Solteiro e satisfeito com sua liberdade, Melo conta que seus namoros não costumam durar muito por causa dos obstáculos criados pela profissão. Segundo ele, casar seria como ter uma planta ou um animal do qual não pudesse cuidar. Tempo é espécie em extinção na vida do ator

- Desde que comecei a trabalhar, não encontro tempo para dedicar a muitas coisas que gostaria - lamenta.

Com razão. De segunda a quarta, o ator fica durante todo o dia por conta da novela. Seja em estúdios ou em gravações externas, ele passa uma média de 12 horas nas gravações. Na quarta-feira à noite, vai para São Paulo e, daí em diante, seu tempo está tomado pelo espetáculo "Gilgamesh", em cartaz no Teatro Anchieta, de quinta a domingo.

- Está dando para conciliar numa boa. Pego a ponte aérea para São Paulo louco para voltar ao teatro e, no domingo já estou morrendo de saudades da novela.

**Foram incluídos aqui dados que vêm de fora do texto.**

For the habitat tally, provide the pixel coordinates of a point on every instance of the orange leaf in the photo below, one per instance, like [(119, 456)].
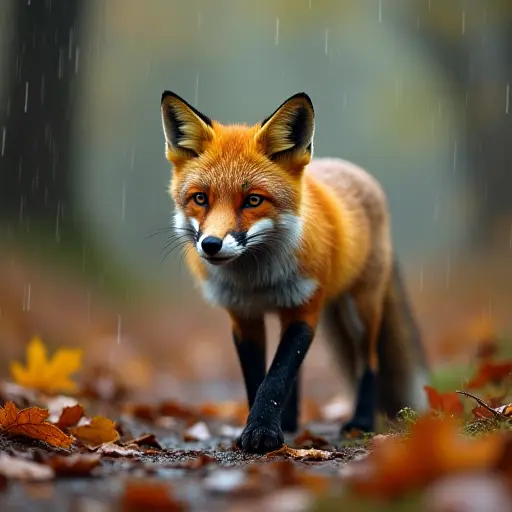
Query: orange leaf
[(31, 422), (302, 454), (448, 403), (70, 416), (45, 374), (490, 373), (149, 496), (74, 465), (434, 448), (99, 431)]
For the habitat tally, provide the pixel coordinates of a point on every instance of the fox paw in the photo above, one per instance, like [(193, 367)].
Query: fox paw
[(258, 438)]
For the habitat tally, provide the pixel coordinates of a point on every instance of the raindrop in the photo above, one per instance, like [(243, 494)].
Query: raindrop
[(77, 58), (57, 233), (119, 329), (29, 295), (448, 272), (196, 96), (123, 202), (26, 96), (41, 92), (70, 44), (61, 63), (132, 161)]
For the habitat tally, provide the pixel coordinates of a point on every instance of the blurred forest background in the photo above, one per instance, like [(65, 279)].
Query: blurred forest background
[(416, 91)]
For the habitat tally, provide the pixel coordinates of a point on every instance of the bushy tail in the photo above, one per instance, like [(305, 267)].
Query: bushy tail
[(403, 369)]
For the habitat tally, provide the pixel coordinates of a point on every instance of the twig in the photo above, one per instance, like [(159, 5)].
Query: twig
[(496, 413)]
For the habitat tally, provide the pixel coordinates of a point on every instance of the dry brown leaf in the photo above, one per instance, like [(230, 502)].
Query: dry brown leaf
[(448, 403), (197, 463), (434, 448), (31, 422), (22, 469), (145, 440), (49, 375), (77, 465), (301, 454), (114, 450), (70, 416), (307, 438), (99, 431), (155, 496), (490, 373)]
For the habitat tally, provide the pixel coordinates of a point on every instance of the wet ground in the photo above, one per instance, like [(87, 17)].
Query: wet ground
[(209, 475)]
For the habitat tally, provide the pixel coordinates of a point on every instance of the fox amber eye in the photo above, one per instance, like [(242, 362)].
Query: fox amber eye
[(200, 199), (252, 201)]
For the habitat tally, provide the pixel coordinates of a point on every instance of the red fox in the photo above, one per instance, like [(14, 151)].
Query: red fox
[(273, 231)]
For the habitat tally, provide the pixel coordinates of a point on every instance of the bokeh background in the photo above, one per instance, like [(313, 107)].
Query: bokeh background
[(416, 91)]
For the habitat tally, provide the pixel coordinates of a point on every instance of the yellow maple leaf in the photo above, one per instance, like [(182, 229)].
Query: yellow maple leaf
[(45, 374)]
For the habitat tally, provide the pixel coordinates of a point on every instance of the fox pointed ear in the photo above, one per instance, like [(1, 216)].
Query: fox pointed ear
[(186, 129), (287, 135)]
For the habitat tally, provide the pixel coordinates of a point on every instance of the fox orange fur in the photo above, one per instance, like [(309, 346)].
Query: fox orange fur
[(277, 232)]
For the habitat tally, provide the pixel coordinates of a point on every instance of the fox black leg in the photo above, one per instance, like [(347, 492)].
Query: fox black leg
[(250, 342), (369, 306), (363, 419), (263, 430), (291, 412)]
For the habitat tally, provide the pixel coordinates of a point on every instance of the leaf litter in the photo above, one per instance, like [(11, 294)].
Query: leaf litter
[(144, 446)]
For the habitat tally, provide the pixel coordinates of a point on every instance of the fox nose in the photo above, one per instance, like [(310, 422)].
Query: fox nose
[(211, 245)]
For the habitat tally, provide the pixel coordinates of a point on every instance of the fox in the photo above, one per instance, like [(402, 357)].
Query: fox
[(274, 231)]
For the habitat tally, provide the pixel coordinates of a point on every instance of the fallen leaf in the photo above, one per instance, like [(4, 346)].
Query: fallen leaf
[(99, 431), (77, 465), (70, 416), (141, 411), (434, 448), (197, 463), (448, 403), (176, 410), (114, 450), (31, 422), (145, 440), (301, 454), (232, 411), (22, 469), (198, 432), (149, 495), (490, 373), (49, 375), (307, 438)]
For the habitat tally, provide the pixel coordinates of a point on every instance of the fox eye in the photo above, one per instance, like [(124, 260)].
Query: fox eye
[(200, 199), (252, 201)]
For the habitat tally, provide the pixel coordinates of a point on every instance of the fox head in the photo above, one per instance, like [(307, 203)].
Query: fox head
[(237, 189)]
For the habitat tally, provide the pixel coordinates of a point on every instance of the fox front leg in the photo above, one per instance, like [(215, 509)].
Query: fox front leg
[(250, 343), (263, 430)]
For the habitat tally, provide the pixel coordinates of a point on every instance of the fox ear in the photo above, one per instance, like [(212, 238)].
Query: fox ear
[(186, 129), (287, 135)]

A vida atribulada não assusta o ator. Desde que decidiu se dedicar à carreira, há 20 anos, Melo não pára. Tornou-se respeitado e querido ao participar de peças em Curitiba, onde nasceu, e foi levado para São Paulo pelo diretor Ademar Guerra. Logo surgiu a oportunidade de fazer testes para o CPT (Centro de Pesquisa Teatral, de Antunes Filho. Foram cinco anos como ator do Centro, outros cinco como protagonista de todos os espetáculos do diretor. E ele continua lá, com dois prêmios Shell, um Moliére e um Mambembe.